A poignant reason is the lack of education or the prevalence of miseducation. Many Latinos have been fed misconceptions and don’t fully understand what composes the shot and its beneficial outcomes. 

In my opinion, we are afraid of what we don’t know. 

Dr. Fauci, the director of the U.S. National Institute of Allergy and Infectious Diseases and the chief medical advisor to the president said that Latinos and Black peoples’ “chances of being hospitalized and dying is considerably greater than the general population, so we have a responsibility to go into the community and to get information to them.” 

With a background of medical racism and discrimination, a number of Latinos are not quick to trust a white man on television saying the best thing to do is receive this newly developed vaccine. 

This ties into the needed emphasis on representation. Seeing your face in the medical field, government positions, etc. are crucial. It shows younger people they matter and are capable. And it presents a strong sense of trust. That someone that looks like you and grew up similarly would not mislead you. 

I believe if there were multiple BIPOC viral doctors along with Dr. Fauci, more Brown and Black individuals would be willing to get a shot. 

Additionally, medical racism in the Latino community is a large issue. This ranges from extraordinarily expensive healthcare, puzzling terminology to the forced sterilization of Latina women. 

Following the tightening of legal immigration routes from the Trump administration, Latinos were left skeptical and fearful of dealing with authorities, even doctors. It’s common to hear of people being afraid their citizenship status would be spotlighted at vaccination centers and at risk of deportation.

According to a 2018 article in Nature Human Behavior by anthropologist Heidi Larson, people who do not trust the government are more likely to extend their distrust of the government to that of vaccines and the people and systems that support them.

It is difficult to trust a system that has betrayed our community time and time again. 

But it’s important to trust science. And understand these vaccines have been given the green light by the FDA and gone through the proper safety measures.  

The Pfizer and Moderna vaccinations are made of mRNA — a technology that gives genetic code to the cells. It puts a spike protein from the surface of SARS-CoV-2  that causes the virus.

This creates an immune response in the body. The antibodies are made of proteins in your immune system that fights off the virus.
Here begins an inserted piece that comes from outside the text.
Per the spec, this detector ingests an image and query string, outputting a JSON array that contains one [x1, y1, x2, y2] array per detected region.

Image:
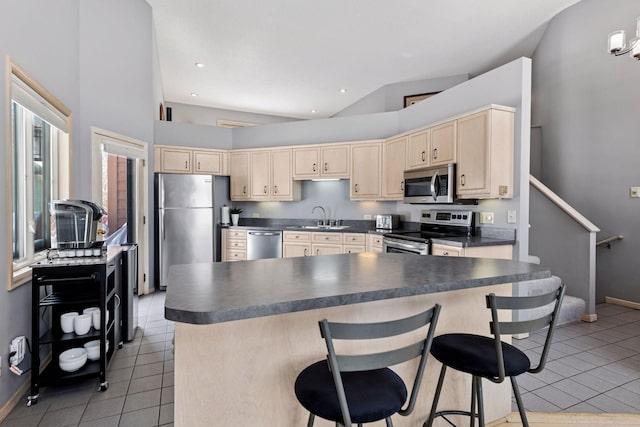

When your body makes that immunity, the spike protein, and the mRNA are gone while the antibodies stay.

The Johnson & Johnson vaccination uses a different approach with the spike protein that will still trigger an immune response.

Any potential side effects may occur like they would with any given vaccine. 

According to the L.A. Times, side effects are a response to the vigorous creation of antibodies in your immune system. This is why second-dose symptoms may seem more prevalent. If any side effects like a sore arm occur, it just means the vaccine is working. 

The side effects of the COVID vaccines are fairly incomparable to the potential symptoms of the coronavirus. 

When we have the opportunity to become vaccinated, we have to take it. For our personal health and the health of those around us.

By educating our friends and family on this vaccine, without misconceptions, we can show them vaccinations are vital to keeping our community safe. 

After all, as Latinos, the family is the backbone of our principles.